All in all, I’m pretty impressed with this. Although the feel of the pages take some getting used to, I think this is an amazing solution to the problem of wanting to write in a more traditional notebook, but work with one’s writing in digital form. Especially with the app, which worked beautifully for me. (I should also note that I have a relatively old phone, a Samsung Galaxy S4, and a lot of apps are incompatible or glitchy with it. This one gave me no problems at all.)
This truly might be the most amazing product I’ve encountered in the last several years. It’s certainly a revolutionary one.
You can find the Everlast – in Letter size, Executive size (“half” size), or Mini (the kind you’d tuck in a shirt pocket) on the Rocketbook site.
Or, if you’d rather buy it while you’re already shopping for other things, you can find it on Amazon.
Rocketbook Everlast Reusable Smart Notebook, Executive SizeRocketbook Pen/Pencil Holder (Pen Station)Rocketbook Everlast Executive and Mini Notebooks with 2 pens and 2 cloths
Sounds cool but I’m ditzy—can you explain an application or two for this?

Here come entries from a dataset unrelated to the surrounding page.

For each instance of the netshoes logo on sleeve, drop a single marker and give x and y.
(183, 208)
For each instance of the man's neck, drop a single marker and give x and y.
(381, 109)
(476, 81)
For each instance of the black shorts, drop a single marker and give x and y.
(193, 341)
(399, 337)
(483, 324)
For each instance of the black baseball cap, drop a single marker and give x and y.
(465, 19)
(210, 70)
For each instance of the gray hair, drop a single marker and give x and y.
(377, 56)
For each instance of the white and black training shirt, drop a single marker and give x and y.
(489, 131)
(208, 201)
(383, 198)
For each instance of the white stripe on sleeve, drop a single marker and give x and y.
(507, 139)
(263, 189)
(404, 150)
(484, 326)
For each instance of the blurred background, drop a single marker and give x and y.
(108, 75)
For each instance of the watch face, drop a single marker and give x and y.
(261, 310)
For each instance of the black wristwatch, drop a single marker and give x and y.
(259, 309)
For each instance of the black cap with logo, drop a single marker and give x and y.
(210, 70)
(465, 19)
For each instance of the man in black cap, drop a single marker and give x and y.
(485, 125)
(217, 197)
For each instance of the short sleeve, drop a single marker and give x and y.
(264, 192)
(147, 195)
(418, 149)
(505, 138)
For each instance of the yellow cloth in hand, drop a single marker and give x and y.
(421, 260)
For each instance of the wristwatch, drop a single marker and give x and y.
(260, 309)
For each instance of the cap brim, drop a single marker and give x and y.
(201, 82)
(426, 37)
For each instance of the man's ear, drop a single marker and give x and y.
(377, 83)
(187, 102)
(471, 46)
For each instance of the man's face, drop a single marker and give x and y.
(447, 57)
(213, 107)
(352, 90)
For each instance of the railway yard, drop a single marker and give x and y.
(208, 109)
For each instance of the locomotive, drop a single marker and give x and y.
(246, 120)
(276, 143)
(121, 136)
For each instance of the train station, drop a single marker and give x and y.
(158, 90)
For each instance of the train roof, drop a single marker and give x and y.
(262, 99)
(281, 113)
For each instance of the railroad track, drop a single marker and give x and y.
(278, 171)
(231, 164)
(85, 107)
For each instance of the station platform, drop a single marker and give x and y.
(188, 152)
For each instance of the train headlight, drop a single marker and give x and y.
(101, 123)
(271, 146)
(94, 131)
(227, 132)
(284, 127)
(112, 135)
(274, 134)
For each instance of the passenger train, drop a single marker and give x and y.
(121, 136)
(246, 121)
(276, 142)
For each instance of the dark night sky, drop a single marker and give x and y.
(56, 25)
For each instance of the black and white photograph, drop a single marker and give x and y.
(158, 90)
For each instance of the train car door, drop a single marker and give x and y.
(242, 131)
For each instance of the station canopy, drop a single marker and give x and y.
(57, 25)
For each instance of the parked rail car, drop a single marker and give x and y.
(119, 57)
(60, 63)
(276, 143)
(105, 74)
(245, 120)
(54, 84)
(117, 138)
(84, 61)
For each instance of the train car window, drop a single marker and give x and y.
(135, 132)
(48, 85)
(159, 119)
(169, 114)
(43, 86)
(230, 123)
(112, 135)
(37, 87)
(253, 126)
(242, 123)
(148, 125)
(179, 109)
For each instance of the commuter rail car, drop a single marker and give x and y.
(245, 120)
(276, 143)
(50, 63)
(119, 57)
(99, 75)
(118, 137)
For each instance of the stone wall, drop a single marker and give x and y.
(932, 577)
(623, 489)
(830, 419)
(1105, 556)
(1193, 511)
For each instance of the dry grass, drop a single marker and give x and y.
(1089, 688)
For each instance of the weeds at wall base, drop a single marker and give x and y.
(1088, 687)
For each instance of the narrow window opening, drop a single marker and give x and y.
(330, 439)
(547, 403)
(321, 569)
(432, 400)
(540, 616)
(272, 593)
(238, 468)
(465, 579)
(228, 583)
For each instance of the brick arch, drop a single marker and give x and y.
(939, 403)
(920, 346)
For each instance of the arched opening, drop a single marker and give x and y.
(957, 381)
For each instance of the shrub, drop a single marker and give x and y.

Pretty much everything. All of us who have a bajillion notebooks full of notes, or sticky notes lying around with notes…they can be written in one of these instead. Then snap them and send them to email, or Evernote, or whatever, and you have them in your computer instead of on paper and can wipe the pages clean and start again.
I’m thinking this would be especially handy for sermon notes or other “lecture” or class notes you want to save. Especially since the handwriting recognition also converts the notes to text, which makes them searchable.